Second, it should stop boost::asio event loop and exit from main()
function.
That it is. In my opinion it has moderate complexity, however the clean shutdown scales well, if every actor has clean shutdown. And here is the demonstration of the thesis: you can add many ping clients, and it still performs correctly the main logic as well as the clean shutdown. That can be checked with tools like valgrind or memory/UB-sanitizers etc.
The output samples:
(all ping failed)
./examples/boost-asio/ping-pong-timer
pinger_t, (0x556d13bbd8a0) pong failed (1)
pinger_t, (0x556d13bbd8a0) pong failed (2)

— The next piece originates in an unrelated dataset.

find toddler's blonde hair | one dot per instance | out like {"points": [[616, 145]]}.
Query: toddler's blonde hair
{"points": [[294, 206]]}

pinger_t, (0x556d13bbd8a0) pong failed (3)
pinger_t, (0x556d13bbd8a0) pong failed (4)
pinger_t, (0x556d13bbd8a0) pong failed (5)
pinger_t, (0x556d13bbd8a0) pong failed (6)
pinger_t, (0x556d13bbd8a0) pong failed (7)
pinger_t, (0x556d13bbd8a0) pong failed (8)
pinger_t, (0x556d13bbd8a0) pong failed (9)
pinger_t, (0x556d13bbd8a0) pong failed (10)
pinger_t, (0x556d13bbd8a0) pong failed (11)
pinger_t, (0x556d13bbd8a0) pong failed (12)
pinger_t, (0x556d13bbd8a0) pong failed (13)
pinger_t, (0x556d13bbd8a0) pong failed (14)
pinger_t, (0x556d13bbd8a0) pong failed (15)
pinger_t, (0x556d13bbd8a0) pong failed (16)
pinger_t, (0x556d13bbd8a0) pong failed (17)
pinger_t, (0x556d13bbd8a0) pong failed (18)
pinger_t, (0x556d13bbd8a0) pong failed (19)
pinger_t, (0x556d13bbd8a0) pong failed (20)
pinger_t, (0x556d13bbd8a0) pong failed (21)
pinger_t, (0x556d13bbd8a0) pong failed (22)
pinger_t, (0x556d13bbd8a0) pong failed (23)
pinger_t, (0x556d13bbd8a0) pong failed (24)
pinger_t, (0x556d13bbd8a0) pong failed (25)
pinger_t, (0x556d13bbd8a0) pong failed (26)
pinger_t, (0x556d13bbd8a0) pong failed (27)
pinger_t, (0x556d13bbd8a0) pong failed (28)
pinger_t, (0x556d13bbd8a0) pong failed (29)
pinger_t, (0x556d13bbd8a0), on_custom_timeout, cancelled: 0
pinger_t, (0x556d13bbd8a0) shutdown_start()
pinger_t, (0x556d13bbd8a0) pong failed (30)
pinger_t, (0x556d13bbd8a0) finished attempts done 30
ponger_t, shutdown_finish
(11-th ping was successful)
./examples/boost-asio/ping-pong-timer
pinger_t, (0x55f9f90048a0) pong failed (1)
pinger_t, (0x55f9f90048a0) pong failed (2)
pinger_t, (0x55f9f90048a0) pong failed (3)
pinger_t, (0x55f9f90048a0) pong failed (4)
pinger_t, (0x55f9f90048a0) pong failed (5)
pinger_t, (0x55f9f90048a0) pong failed (6)
pinger_t, (0x55f9f90048a0) pong failed (7)
pinger_t, (0x55f9f90048a0) pong failed (8)
pinger_t, (0x55f9f90048a0) pong failed (9)
pinger_t, (0x55f9f90048a0) pong failed (10)
pinger_t, (0x55f9f90048a0) success!, pong received, attemps : 11
pinger_t, (0x55f9f90048a0) shutdown_start()
pinger_t, (0x55f9f90048a0), on_custom_timeout, cancelled: 1
pinger_t, (0x55f9f90048a0) finished attempts done 11
ponger_t, shutdown_finish
(premature termination via CTRL+C pressing)
./examples/boost-asio/ping-pong-timer
pinger_t, (0x55d5d95d98a0) pong failed (1)
pinger_t, (0x55d5d95d98a0) pong failed (2)
pinger_t, (0x55d5d95d98a0) pong failed (3)
pinger_t, (0x55d5d95d98a0) pong failed (4)
pinger_t, (0x55d5d95d98a0) pong failed (5)
pinger_t, (0x55d5d95d98a0) pong failed (6)
^Cpinger_t, (0x55d5d95d98a0) shutdown_start()
pinger_t, (0x55d5d95d98a0), on_custom_timeout, cancelled: 1
pinger_t, (0x55d5d95d98a0) pong failed (7)
pinger_t, (0x55d5d95d98a0) finished attempts done 7
ponger_t, shutdown_finish
The full source code can be seen at examples/boost-asio/ping-pong-timer.cpp. There is a more advanced examples/boost-asio/beast-scrapper.cpp example too, however without detailed explanations.